Possibly the only route to addressing Bernard’s circumstances through legislation rather than gentle persuasion would be Sec.47 of the National Assistance Act 1948, which provides powers of “removal to suitable premises of persons in need of care and attention.” Although it might be thought that an Act created by the new landslide Labour Government just after the Second World War would long ago have been repealed, this still remains on the statute books.

This is a legal power that is quite often talked about in social work circles, but very rarely used. It has to be established that "The person is suffering from grave chronic disease OR being aged, infirm, or physically incapacitated, is living in unsanitary conditions AND the person is unable to devote to himself and is not receiving from other persons proper care and attention AND his removal from home is necessary either in his own interests or for preventing injury to the health of, or serious nuisance to, other persons". If all of these conditions can be satisfied, the person can then be taken to a hospital or a care home for medical treatment or care against their will.

I have only ever been involved in one such case in my entire career, and that was over 30 years ago. It involved an elderly lady living alone who was no longer able to manage and was becoming increasingly frail and weak. Although she did not have dementia, she consistently refused all offers of help and support.
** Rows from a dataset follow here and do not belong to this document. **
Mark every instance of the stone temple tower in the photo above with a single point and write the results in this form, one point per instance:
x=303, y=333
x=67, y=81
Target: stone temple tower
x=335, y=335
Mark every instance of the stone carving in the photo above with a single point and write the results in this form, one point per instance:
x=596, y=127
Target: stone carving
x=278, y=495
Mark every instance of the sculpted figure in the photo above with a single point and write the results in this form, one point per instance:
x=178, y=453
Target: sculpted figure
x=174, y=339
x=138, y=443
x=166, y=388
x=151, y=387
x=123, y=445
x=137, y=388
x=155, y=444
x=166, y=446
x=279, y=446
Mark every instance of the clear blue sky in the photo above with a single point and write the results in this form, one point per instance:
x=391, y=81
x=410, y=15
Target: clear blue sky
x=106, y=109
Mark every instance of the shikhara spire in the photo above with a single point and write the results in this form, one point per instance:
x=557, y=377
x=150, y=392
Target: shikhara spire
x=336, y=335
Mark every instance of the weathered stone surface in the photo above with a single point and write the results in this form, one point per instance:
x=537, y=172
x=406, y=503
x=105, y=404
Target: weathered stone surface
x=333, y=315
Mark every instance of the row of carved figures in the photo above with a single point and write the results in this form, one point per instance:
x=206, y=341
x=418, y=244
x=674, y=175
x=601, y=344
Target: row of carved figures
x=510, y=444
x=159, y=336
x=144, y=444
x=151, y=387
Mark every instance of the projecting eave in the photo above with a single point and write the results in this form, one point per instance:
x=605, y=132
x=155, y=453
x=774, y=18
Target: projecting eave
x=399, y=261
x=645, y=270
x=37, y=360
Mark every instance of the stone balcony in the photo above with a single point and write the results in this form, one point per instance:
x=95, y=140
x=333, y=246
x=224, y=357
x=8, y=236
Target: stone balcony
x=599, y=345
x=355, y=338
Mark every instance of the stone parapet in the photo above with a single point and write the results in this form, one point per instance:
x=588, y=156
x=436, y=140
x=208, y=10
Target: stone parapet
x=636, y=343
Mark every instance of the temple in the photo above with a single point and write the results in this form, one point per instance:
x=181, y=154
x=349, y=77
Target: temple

An assessment under Sec.47 of the National Assistance Act 1948 was undertaken, involving a “community physician” but when it came to it the lady, clearly impressed by this doctor’s title, agreed to go into hospital voluntarily.

However, even this power is now more than likely to fall foul of more recent legislation. The Department of Health has suggested that Sec.47 could be in breach of the Human Rights Act. In a brief guidance document published in August 2000 ("The Human Rights Act, Section 47 of the National Assistance Act 1948 and Section 1 of the National Assistance (Amendment) Act 1951"), it reasonably notes that use of this section may breach Article 5 – the right to liberty, and Article 8 – the right to respect for private and family life. So gentle and persistent persuasion to accept assistance probably remains the only option for trying to help people like Bernard.